Rick wants an internet service that will give him high speed uploading options. Leo says that Rick's options are to buy business class service. There's no bandwidth caps, and they will commit to a specific speed. He'll pay more, but for business it's worth it, especially because the uploads are faster. He should check out dslreports.com. He can search by zip code and read reviews from customers. Another choice is fiber, if he can get it.
Rick lives in a rural area and all he has is DSL. He gets power outages and he has to reboot his cameras. And his download speed is very slow. What are his options for maximizing his bandwidth? Leo says that he can connect to his modem with a cable and that'll give him his best speed. But the problem is that DSL gets slower the father he is from the central switch.
Don wants to put a flat screen in his back yard, and he wants to use the internet to get content on it. That means he'll need to improve his Wi-Fi. He bought the Google Wi-Fi mesh system to do just that, and he likes it. Leo says Mesh is an improvement for every home, and it's worth the price. But Don wants to know why his speed tests are always different. How can he get a true reading on internet bandwidth speeds? Leo says his ISP will always tell him the maximum possible speeds, not a consistent bandwidth speed from day to day.
James has had it with cable and wants get rid of it and stream. Leo says for most people, the best choice is to get broadband from the cable company, and then get TV from something like YouTube TV or Sling TV. The other choice is DSL, but there will be varying degrees of success depending on how far away from the main hub one is. With DSL, it slows down the farther one is away. Fiber is the other choice, and may be the best solution of all. But its coverage is spotty. High speed wireless is coming and once that hits, one can completely cut the cable.
Jane had DSL Extreme, but she says that AT&T won't allow it over the phone lines anymore. Leo says there's something going on with her particular neighborhood. She's still getting phone service, though. Jane says that AT&T isn't offering DSL either, but they're trying to push UVerse. Leo says that AT&T has decided to eliminate copper in her neighborhood and start using fiber. Fiber is glass and works better than copper.

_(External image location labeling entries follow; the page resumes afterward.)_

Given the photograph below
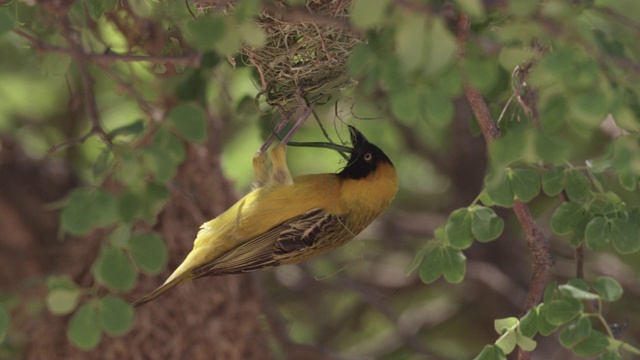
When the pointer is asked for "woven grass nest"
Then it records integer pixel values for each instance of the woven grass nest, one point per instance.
(305, 51)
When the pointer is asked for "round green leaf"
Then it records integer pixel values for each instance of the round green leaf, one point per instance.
(608, 288)
(506, 324)
(544, 327)
(525, 183)
(114, 270)
(454, 265)
(593, 344)
(5, 319)
(149, 252)
(573, 333)
(84, 328)
(62, 301)
(597, 233)
(566, 218)
(624, 236)
(578, 185)
(553, 181)
(485, 224)
(507, 342)
(559, 312)
(578, 293)
(458, 229)
(529, 323)
(491, 352)
(190, 121)
(432, 264)
(116, 315)
(524, 342)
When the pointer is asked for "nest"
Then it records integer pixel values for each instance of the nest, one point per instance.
(306, 50)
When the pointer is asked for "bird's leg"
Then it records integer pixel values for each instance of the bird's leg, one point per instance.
(279, 170)
(260, 169)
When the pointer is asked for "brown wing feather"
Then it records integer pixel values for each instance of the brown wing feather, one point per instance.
(263, 251)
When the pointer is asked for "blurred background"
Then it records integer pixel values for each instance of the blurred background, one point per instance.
(124, 125)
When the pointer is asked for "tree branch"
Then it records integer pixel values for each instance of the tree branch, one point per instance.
(536, 240)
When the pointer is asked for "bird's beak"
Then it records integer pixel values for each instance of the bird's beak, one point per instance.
(356, 137)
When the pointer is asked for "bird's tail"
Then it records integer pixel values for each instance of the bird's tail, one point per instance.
(157, 292)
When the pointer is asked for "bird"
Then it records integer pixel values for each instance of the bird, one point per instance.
(286, 220)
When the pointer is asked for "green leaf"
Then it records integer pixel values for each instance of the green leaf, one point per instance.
(62, 301)
(410, 39)
(417, 260)
(367, 13)
(597, 233)
(102, 163)
(566, 218)
(442, 260)
(442, 46)
(135, 128)
(593, 344)
(507, 342)
(491, 352)
(578, 185)
(553, 181)
(485, 224)
(525, 183)
(6, 23)
(458, 229)
(499, 190)
(5, 320)
(576, 332)
(577, 293)
(405, 104)
(608, 288)
(544, 327)
(550, 149)
(84, 327)
(454, 265)
(114, 270)
(624, 236)
(205, 31)
(128, 206)
(432, 264)
(190, 121)
(506, 324)
(149, 252)
(524, 342)
(116, 315)
(529, 323)
(559, 312)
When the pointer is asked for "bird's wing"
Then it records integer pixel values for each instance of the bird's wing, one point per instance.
(263, 251)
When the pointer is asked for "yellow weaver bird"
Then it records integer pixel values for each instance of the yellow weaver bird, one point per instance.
(286, 220)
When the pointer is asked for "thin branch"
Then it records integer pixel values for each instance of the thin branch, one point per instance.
(536, 240)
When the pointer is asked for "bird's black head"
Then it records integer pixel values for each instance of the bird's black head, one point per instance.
(365, 157)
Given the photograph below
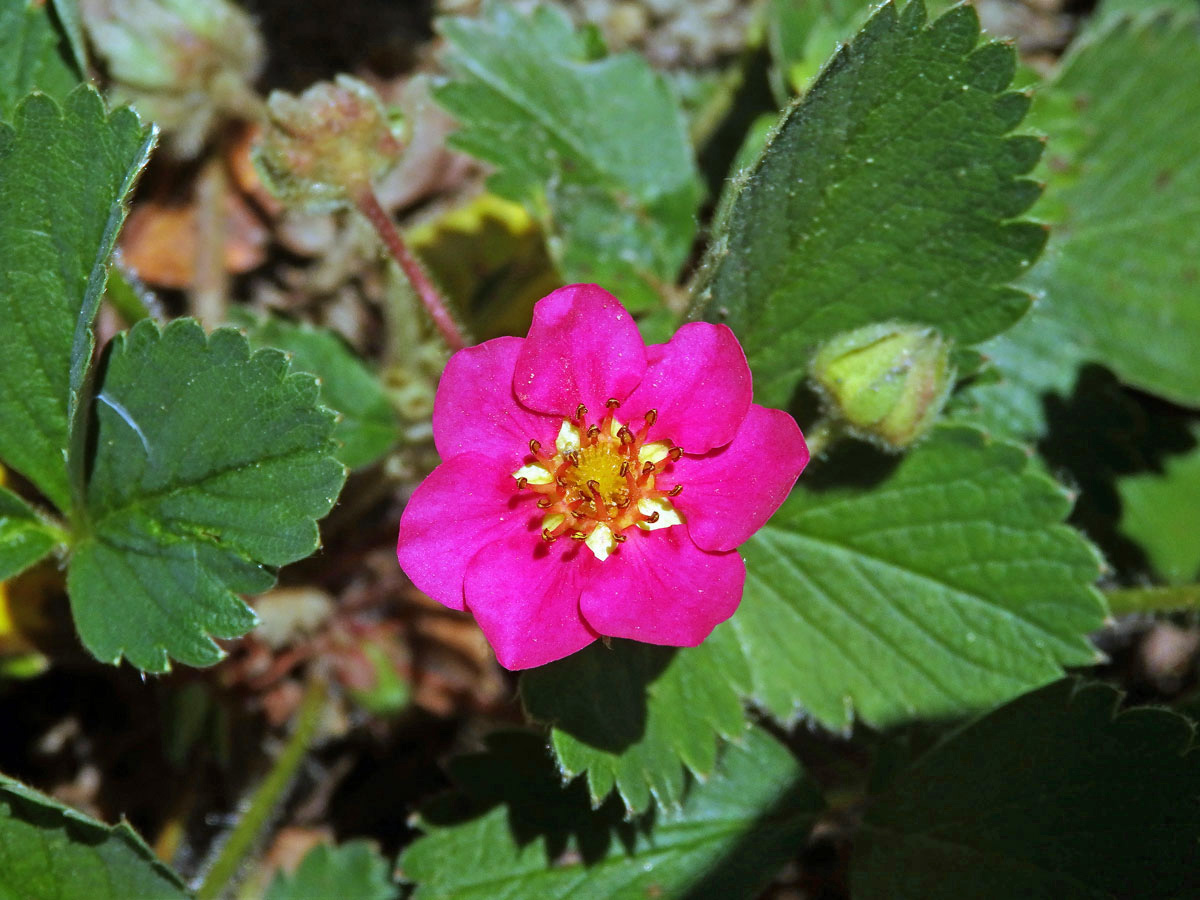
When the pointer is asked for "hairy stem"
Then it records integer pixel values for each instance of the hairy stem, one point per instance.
(268, 795)
(369, 204)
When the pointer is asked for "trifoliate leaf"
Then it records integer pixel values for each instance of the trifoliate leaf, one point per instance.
(24, 539)
(33, 55)
(1051, 796)
(597, 147)
(1123, 197)
(887, 192)
(633, 715)
(735, 831)
(366, 427)
(210, 465)
(351, 870)
(947, 587)
(48, 850)
(1036, 358)
(1117, 283)
(1162, 513)
(64, 177)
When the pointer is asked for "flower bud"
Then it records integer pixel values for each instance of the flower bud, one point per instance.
(183, 64)
(886, 382)
(323, 145)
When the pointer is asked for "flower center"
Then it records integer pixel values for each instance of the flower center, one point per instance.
(600, 480)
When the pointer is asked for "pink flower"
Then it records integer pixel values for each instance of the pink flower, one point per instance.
(593, 485)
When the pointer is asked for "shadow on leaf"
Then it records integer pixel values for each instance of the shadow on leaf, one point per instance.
(605, 697)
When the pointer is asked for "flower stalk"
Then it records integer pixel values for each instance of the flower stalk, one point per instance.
(365, 199)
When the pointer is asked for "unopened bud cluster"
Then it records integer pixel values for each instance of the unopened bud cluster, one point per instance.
(325, 144)
(183, 64)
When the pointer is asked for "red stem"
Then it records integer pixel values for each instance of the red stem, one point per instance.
(369, 204)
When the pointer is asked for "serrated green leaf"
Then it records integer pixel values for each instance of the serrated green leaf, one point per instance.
(48, 851)
(947, 587)
(1036, 358)
(351, 870)
(210, 463)
(1051, 796)
(34, 55)
(367, 427)
(1123, 197)
(1162, 513)
(1119, 281)
(732, 834)
(24, 539)
(64, 177)
(887, 192)
(633, 715)
(598, 148)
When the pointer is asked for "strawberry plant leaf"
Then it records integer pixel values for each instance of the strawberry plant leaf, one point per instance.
(948, 587)
(595, 145)
(34, 55)
(1123, 202)
(48, 850)
(352, 870)
(366, 427)
(887, 192)
(1123, 197)
(1055, 795)
(633, 715)
(64, 177)
(24, 539)
(1162, 513)
(211, 463)
(504, 839)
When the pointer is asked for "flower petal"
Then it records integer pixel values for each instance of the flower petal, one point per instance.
(525, 594)
(731, 492)
(582, 348)
(661, 588)
(465, 504)
(700, 384)
(475, 411)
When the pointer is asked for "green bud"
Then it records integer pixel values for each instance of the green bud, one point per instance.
(184, 64)
(323, 145)
(886, 382)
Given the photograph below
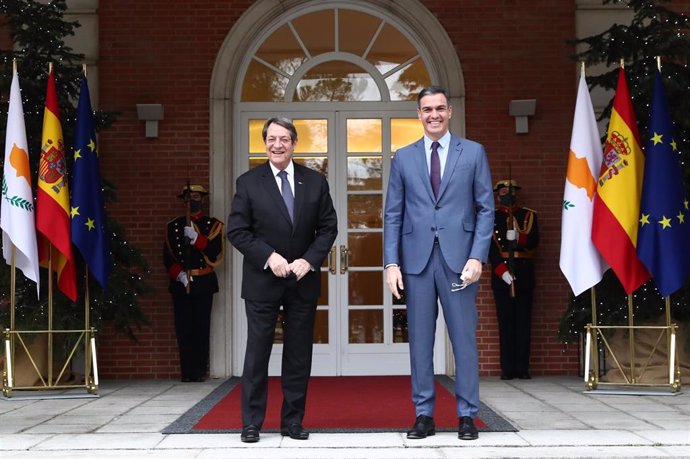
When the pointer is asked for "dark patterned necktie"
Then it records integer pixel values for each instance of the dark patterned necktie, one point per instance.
(287, 194)
(435, 169)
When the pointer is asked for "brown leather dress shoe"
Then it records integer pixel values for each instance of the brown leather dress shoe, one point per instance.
(423, 427)
(250, 434)
(294, 431)
(466, 429)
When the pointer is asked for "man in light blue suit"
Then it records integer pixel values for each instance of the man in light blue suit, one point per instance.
(439, 218)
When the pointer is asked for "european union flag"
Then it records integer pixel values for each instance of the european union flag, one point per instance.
(663, 241)
(89, 229)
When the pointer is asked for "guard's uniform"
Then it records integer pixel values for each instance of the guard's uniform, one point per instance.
(193, 309)
(514, 314)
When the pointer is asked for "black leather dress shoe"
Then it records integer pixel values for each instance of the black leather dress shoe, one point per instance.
(250, 434)
(423, 427)
(294, 431)
(466, 429)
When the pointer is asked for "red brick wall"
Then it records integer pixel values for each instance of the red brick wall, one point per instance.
(163, 51)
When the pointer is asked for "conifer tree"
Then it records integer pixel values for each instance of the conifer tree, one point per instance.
(36, 37)
(656, 29)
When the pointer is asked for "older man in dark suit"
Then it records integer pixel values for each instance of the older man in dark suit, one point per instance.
(438, 222)
(284, 223)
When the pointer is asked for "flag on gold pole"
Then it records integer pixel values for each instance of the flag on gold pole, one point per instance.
(52, 198)
(17, 218)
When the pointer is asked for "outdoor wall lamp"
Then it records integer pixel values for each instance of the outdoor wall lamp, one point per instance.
(151, 114)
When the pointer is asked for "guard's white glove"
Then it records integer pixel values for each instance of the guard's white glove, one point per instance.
(182, 277)
(191, 233)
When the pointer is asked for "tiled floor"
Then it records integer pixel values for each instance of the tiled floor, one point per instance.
(554, 416)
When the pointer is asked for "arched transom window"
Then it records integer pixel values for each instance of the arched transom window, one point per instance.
(335, 54)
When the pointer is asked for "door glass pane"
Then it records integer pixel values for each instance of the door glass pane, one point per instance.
(312, 135)
(262, 84)
(321, 327)
(319, 164)
(365, 288)
(282, 50)
(336, 81)
(364, 135)
(406, 83)
(317, 31)
(365, 326)
(404, 131)
(365, 249)
(391, 49)
(364, 211)
(400, 326)
(364, 173)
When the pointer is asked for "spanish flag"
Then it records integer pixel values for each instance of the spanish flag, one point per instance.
(619, 186)
(52, 198)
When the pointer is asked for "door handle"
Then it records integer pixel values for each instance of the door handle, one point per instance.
(343, 259)
(331, 261)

Dan has AT&T and a new TP-Link router. Can he use his own with the AT&T DSL modem that has a router built-in? Leo says yes. He can turn off the AT&T's router radios and network address translation. He could try putting it into bridge mode. He'll have to open up the browser IP address and look for a place that will enable him to turn off the router altogether. He'll also have to disable DHCP. If he can't do that, then he can put the TP-Link into bridge mode and it will just pass the signal along. He should also look for a passthrough mode.